Heathenry, a Large Umbrella
Fyrnsidu is only one of many types of heathenry, and in many ways it is very similar to the other iterations of heathenry. We will all generally have some common beliefs, common practices, common terminology, among other things we hold similar. However there are some differences in Fyrnsidu.
One of the primary differences in Fyrnsidu is that it is built on Old English linguistics for the names of concepts and gods rather than on the (often anglicized) Old Norse names you might be more familiar with. Most of the branches of heathenry are based on the languages of a certain time or place or culture. Effectively we see reconstructions happening based on linguistics because language is our window into those cultures.
Below you will find an abbreviated language tree for Germanic languages, this will give you an idea of the relationship between the language families as English and Scots are more related to each other than English is to Dutch, but English and Dutch are more related than English is to Icelandic (which would fall under the Scandinavian languages category that was left as one block to keep the graphic smaller).

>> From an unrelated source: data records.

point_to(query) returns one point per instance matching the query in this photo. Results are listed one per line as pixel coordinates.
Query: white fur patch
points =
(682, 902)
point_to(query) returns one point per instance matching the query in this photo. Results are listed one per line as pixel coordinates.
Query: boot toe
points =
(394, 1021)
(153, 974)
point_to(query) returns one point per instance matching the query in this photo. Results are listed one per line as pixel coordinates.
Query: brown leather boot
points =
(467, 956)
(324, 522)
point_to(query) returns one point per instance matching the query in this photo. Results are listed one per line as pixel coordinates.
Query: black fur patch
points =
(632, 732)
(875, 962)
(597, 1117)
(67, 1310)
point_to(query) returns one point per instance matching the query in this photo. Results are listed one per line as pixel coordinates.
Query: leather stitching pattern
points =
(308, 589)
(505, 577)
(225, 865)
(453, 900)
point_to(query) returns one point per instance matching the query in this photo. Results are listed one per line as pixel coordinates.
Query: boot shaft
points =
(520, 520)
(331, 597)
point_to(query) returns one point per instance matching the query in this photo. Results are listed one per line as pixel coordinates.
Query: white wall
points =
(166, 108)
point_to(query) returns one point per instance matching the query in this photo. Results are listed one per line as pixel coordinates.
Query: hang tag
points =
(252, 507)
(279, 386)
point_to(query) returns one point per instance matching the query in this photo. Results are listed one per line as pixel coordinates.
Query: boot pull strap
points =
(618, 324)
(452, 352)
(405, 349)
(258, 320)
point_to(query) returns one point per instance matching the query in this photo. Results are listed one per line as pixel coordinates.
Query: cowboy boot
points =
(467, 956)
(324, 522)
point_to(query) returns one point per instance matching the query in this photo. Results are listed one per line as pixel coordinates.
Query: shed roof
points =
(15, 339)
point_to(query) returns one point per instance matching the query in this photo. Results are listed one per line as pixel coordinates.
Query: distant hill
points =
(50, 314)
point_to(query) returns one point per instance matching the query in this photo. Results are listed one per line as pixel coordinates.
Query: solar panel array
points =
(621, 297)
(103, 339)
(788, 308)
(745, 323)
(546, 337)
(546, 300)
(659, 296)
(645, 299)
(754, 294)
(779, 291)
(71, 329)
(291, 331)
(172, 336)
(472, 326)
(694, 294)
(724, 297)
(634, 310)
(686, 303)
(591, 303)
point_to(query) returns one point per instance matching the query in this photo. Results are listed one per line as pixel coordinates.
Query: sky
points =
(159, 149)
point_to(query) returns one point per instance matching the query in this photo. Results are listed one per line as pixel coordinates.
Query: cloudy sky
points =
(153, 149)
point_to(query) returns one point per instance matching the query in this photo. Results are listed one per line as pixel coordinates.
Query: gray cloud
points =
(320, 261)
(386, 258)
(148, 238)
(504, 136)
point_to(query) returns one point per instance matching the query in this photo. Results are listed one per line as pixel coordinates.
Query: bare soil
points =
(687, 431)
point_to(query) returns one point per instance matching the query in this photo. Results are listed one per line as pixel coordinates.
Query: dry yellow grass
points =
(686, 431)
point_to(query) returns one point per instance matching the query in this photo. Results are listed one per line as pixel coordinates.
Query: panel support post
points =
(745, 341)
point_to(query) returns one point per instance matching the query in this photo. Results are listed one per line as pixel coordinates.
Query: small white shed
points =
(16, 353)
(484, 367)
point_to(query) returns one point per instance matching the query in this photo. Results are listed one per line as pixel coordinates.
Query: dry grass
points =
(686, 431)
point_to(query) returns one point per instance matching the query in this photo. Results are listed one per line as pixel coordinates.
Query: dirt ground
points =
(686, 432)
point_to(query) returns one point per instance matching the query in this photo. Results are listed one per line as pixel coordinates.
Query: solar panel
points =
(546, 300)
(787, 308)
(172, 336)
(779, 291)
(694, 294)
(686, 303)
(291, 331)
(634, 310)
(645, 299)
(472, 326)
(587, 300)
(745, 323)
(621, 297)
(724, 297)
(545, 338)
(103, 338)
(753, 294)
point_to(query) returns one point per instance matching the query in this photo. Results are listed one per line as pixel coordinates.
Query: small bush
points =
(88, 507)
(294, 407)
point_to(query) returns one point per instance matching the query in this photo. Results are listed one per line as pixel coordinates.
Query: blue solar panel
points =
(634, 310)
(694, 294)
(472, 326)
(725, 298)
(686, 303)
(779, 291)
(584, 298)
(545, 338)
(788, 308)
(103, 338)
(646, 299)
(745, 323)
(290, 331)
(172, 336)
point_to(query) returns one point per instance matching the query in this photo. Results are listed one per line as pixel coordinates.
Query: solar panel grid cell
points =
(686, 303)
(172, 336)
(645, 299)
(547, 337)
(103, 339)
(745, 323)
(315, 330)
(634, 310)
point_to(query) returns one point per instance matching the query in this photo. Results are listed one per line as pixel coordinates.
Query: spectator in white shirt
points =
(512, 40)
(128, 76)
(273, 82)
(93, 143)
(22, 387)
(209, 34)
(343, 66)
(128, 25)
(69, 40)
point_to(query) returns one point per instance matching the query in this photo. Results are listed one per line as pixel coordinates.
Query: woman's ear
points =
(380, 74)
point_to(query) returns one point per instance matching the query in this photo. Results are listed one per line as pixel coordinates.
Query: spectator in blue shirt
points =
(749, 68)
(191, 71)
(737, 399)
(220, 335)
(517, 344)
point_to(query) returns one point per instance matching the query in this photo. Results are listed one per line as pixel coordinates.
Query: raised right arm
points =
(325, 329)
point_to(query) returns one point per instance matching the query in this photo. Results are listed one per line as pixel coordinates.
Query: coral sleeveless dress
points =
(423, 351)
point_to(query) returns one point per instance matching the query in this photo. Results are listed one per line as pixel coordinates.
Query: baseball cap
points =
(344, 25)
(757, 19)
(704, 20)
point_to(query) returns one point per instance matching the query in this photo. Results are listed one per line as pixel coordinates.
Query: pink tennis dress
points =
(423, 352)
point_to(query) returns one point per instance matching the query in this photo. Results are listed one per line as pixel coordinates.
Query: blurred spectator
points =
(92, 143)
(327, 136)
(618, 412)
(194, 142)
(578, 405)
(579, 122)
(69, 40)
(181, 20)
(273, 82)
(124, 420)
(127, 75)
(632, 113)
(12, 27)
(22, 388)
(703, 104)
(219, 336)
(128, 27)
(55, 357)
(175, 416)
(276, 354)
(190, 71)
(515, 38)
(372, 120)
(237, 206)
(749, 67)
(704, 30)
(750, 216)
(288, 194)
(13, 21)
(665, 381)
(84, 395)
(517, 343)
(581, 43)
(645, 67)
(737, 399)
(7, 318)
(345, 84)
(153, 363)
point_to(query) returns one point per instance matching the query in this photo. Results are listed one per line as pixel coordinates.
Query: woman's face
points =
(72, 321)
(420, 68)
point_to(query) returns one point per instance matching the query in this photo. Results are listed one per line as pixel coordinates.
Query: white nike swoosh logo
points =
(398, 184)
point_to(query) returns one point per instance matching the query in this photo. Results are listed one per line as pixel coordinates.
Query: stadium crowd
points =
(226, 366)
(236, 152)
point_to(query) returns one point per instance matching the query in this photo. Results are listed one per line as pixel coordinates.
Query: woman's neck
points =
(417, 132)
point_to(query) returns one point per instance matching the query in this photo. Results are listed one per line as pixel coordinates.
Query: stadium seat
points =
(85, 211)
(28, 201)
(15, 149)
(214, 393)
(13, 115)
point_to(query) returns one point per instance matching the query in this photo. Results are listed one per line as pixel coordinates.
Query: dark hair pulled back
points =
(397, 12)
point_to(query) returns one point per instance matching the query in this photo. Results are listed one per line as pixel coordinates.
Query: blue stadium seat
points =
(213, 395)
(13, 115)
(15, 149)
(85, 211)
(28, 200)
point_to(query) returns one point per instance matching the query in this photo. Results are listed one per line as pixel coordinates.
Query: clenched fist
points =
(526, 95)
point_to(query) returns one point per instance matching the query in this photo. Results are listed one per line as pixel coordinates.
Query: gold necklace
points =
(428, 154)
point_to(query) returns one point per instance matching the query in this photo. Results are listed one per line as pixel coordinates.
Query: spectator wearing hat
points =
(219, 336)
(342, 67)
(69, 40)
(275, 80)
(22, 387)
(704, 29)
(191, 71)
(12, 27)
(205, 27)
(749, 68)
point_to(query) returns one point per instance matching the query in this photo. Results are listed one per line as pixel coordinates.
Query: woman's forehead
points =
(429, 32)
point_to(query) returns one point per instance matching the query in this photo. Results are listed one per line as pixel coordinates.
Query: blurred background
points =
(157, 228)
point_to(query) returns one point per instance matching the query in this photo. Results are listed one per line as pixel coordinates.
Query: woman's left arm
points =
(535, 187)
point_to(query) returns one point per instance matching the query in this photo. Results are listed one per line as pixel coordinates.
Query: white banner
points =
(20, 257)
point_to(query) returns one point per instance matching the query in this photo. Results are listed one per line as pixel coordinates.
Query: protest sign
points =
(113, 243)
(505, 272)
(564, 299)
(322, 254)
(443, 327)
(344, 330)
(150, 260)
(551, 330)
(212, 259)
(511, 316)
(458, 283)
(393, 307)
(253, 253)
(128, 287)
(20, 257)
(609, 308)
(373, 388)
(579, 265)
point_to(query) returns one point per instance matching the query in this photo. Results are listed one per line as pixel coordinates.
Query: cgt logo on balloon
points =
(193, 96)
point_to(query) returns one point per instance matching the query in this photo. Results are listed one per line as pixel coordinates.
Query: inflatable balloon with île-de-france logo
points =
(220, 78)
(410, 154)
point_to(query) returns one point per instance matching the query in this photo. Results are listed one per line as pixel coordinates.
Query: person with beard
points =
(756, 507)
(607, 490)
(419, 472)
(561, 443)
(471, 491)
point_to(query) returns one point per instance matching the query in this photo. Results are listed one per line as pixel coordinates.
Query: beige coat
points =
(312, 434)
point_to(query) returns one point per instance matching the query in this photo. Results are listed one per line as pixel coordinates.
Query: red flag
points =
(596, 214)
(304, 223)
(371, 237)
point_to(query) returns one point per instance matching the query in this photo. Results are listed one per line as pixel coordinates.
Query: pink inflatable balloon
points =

At one point Old Norse and Old English were mutually intelligible but that time passed as they diverged. These Germanic Languages all meet back up at Proto-Germanic which is the base of this branch of the larger Indo-European language tree. It took time but the Germanic languages diversified and began to sound different enough to not be understood by one another. These linguistic changes even extended to the names that these peoples called their gods by. This is how you can end up with the words that share a common root turning into such different words as Óðinn and Wōden.
Language and Religion
So how does language affect the religion? Language is an integral part of culture. The words we use can inform about our culture. The fact that we have had to have a word for “genocide” in our language speaks volumes about the experiences and history of people in our world. If we had never had such a thing and could not conceive of it, the word would not have needed to exist. In much the same way, words in Old English provide us a lens into the Anglo-Saxon peoples culture. That they have a native word for ablution (there were several, one of which was onþwægenness) or incense (recels) tells us these things were not entirely foreign to their culture.
These cultures were in flux, they were all the time changing and adapting and had a certain individual cultural flair for that time and place. So too do modern branches of heathenry have a culture and they too adapt and change and shift. Modern heathen cultures then pull from and learn from these ancient cultures, their languages being a lens to focus on them with. Since we in Fyrnsidu are primarily pulling from the ancient cultures of the Anglo-Saxon peoples and from the Old English language and from a vastly different time period than most Norse heathens and because our source materials also lead us to different conclusions, our religion will end up looking different.
In Fyrnsidu we have no evidence for the events of Ragnarok; these apocalyptic events seem to even be a late adaption within the Norse cultures. From a more broad Indo-European view we do not see an immutable apocalypse occurring in other related faiths. So while we may draw from Norse lore as a source on occasion to help bolster and fill in details, we do not do so without scrutiny. In Fyrnsidu we do not believe that the gods can have a collective foretold doom and eschatology (the end times, the apocalypse) plays no part in our religion.
The gods of Fyrnsidu are familiar to a certain extent, however, there are differences from other branches of heathenry. We have gods that do not show up in Norse religion such as Eostre or Seaxnot, for example. There are also gods and entities in Norse religion that do not show up in Anglo-Saxon religion such as Loki, among others. That said, as polytheists, most Fyrnsidere recognize the general existence of outside entities as a sign of mutual respect for the people who worship them even if we do not worship those entities.